Why broken access control is dangerous
The impact can be severe because access control sits directly between users and sensitive resources. A broken control may expose:
- Customer records
- Financial information
- Internal documents
- Administrative capabilities
- Security settings
- Source code or business data
Unlike some vulnerabilities that require chaining multiple flaws together, broken access control often creates direct business risk immediately.
Common examples
Here are a few realistic examples of broken access control:
- A customer changes a URL parameter and sees another customer’s invoice
- A standard employee can access an HR export endpoint meant only for managers
- A user modifies an API request and marks their account as an administrator
- A mobile app hides premium functions in the interface but leaves the API unprotected
- An internal tool assumes anyone on the company network can access sensitive records
When you will encounter broken access control
You are most likely to encounter broken access control in applications where different users, roles, or tenants should see different data.
Multi-user business applications
Customer portals, HR systems, billing platforms, case management tools, and internal dashboards all depend on strong authorization logic.
API security reviews
AppSec teams frequently find broken access control during API testing because APIs expose structured object requests that are easy to manipulate. A valid token does not mean the caller should have access to every object the API can reference.
Multi-tenant SaaS environments
In shared platforms, isolation between customers is critical. Broken access control here can turn into a cross-tenant data exposure issue, which is especially serious for both security and compliance.
Penetration tests and bug bounty reports
This is one of the most common findings in assessments because testers routinely check whether they can access unauthorized records, functions, or workflows by modifying requests.
Internal applications
The risk is not limited to internet-facing systems. Internal apps often receive less scrutiny and may trust corporate network access too much, leading to weak role enforcement and exposed administrative functions.
How to reduce the risk
Preventing broken access control requires both design discipline and good testing.
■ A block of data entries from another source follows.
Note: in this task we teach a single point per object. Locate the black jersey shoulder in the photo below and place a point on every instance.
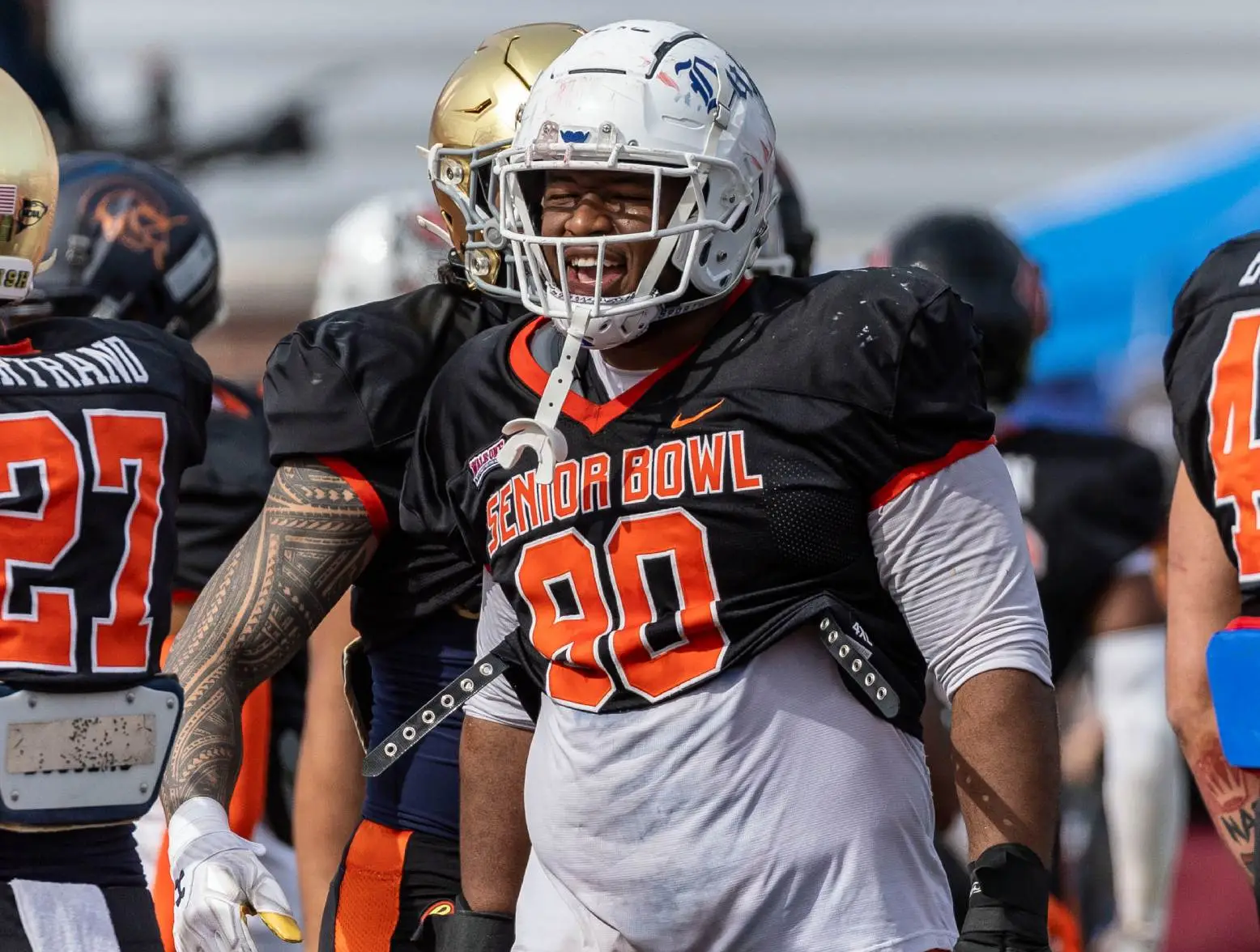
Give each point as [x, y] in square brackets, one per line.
[1221, 287]
[221, 498]
[351, 382]
[168, 365]
[882, 339]
[1099, 480]
[1228, 274]
[473, 396]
Enforce authorization on the server
Never rely on hidden buttons, disabled fields, or front-end logic as the real control. The server must verify permission on every sensitive request.
Check ownership and role every time
For object-level access, verify that the current user is allowed to reach that specific record, file, or action. For admin functions, verify the role explicitly.
Use least privilege
Design roles and permissions so users and systems have only the access they actually need.
Test negative cases
Security testing should include attempts to access things a user should not be able to reach, not just validation that allowed actions work.
Reduce admin sprawl
Strong credential hygiene matters too. Storing privileged credentials securely in a tool like 1Password can help teams reduce unsafe sharing and improve account management practices. On developer and test endpoints, endpoint protection such as Malwarebytes can also help limit broader compromise if attackers pair authorization flaws with malware or credential theft.
Bottom line
Broken access control means the application is not reliably enforcing who can access what. If a user can view another user’s data, call an admin function, or manipulate object references without proper checks, the issue is not just a bug. It is a direct path to data exposure, privilege escalation, and business risk.